People with a conservative political outlook tend to like to complain about the low quality of municipal workers. I think this is an exaggeration and  an unfair stereotype, but if people want higher quality public employees, one policy they need to have in their crosshairs is residency requirements.

Arbitrarily restricting your labor market to a small geographic area is the best way I can think of to ensure that a labor market will be uncompetitive, and turn up job candidates of mediocre quality. Everybody likes to think that all the best people live right here in this town, and that’s a cute feel-good idea, but obviously if you expand your labor market to the entire United States, odds are you can attract a wider range of quality candidates, and the candidate who’s truly best will emerge from a more competitive process. Local government isn’t a local jobs program. The purpose is to deliver high quality public services, and to do that you need the highest quality workers.

Bernie O’Hare is exactly right about this:

Northampton County row officers are ministerial. They are not decision-makers. In the Recorder of Deeds Office, for example, I can record a ham sandwich as long as it is acknowledged, properly notarized and has a tax ID number. These clerks would have to take it because they have no discretion. It doesn’t matter whether they live in Easton or Emmaus.

So what public policy is served by requiring them to reside inside the County? You could argue that a person who lives here is more invested in his community and cares more. But couldn’t that be said of all County workers? And in my experience, it’s just not true. A strong work ethic and dedication to duty has very little to do with where someone lives. An Allentown or Phillipsburg resident might very well be a much harder worker than someone who lives just two blocks away from the courthouse.
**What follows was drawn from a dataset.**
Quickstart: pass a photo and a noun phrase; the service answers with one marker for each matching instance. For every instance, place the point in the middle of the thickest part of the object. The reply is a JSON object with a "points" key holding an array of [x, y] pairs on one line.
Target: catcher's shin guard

What this proposal really does is penalize anyone who wants to be a department head. At least thirty per cent of the county workforce lives in New Jersey. This legislation tells them they can never aspire for more than a minor promotion. It also making their lives harder. It reduces their opportunities to find affordable housing, or to be close to family members who help with child-rearing and other intangibles.

If also flies in the face of regionalism. If we are really interested in promoting the Lehigh Valley, a residency requirement should include Lehigh, Warren and Monroe County.

Finally, it reduces the pool of available employees, making it more difficult to find good and qualified people.


  1. Actually people of all political persuasions, when asked privately, will admit the staggering level of mediocrity or worse that exists with government employees.

    Problem is Democrats can’t be honest about it because they have to whore themselves out to the public employee unions to keep the contributions rolling in.

    Government is the textbook example for doing less with more. Example – what’s the incentive for a bureaucrat? To make his budget larger, not to be more efficient. That’s how he measures his worth.

    We need to first prohibit public employee unions from playing any role in the political process (you’ll feel so much better Jon when you don’t have to be a whore), and then turn the entire employment model upside down so that the taxpayer’s interests are put first.

  2. Except for emergency services personnel I support it, have for years.

    And how a bureaucrat values himself is not stock boilerplate it’s Management 101. First step in learning how to manage people is you need to figure out what motivates them and use it to the company’s and their advantage. When that motivation point is contrary to the interests of the company (as is the case when budget size trumps efficiency) one of two things needs to happen – either the employee changes, or the employee goes.

    That doesn’t happen in the public sector which is just one of the many reasons it’s so damn inefficient.

    • Jon Geeting says:

      I agree that public sector institutional design can give workers bad incentives, but organizations can always be made better. I just don’t like the fatalism, or the idea that there’s something inherently wrong with the people, when the problem is more about the institutions.

      • Government jobs attract people without much ambition or drive. I’m sorry but that’s the truth.

        Why? For one, there’s no significant potential financial upside or opportunity for advancement. You’ll get slightly overpaid, and you’ll have gold-plated retirement benefits guaranteed by the taxpayer, but you’ll never be a heavy financial hitter, never independently wealthy.

        The compensation structure that’s in place now also has eliminated the “civil servant” bullshit. Working for the government now provides compensation in excess of similar private sector positions.

        So when your organization is designed to attract unmotivated people, you get unmotivated people and they do a lousy job.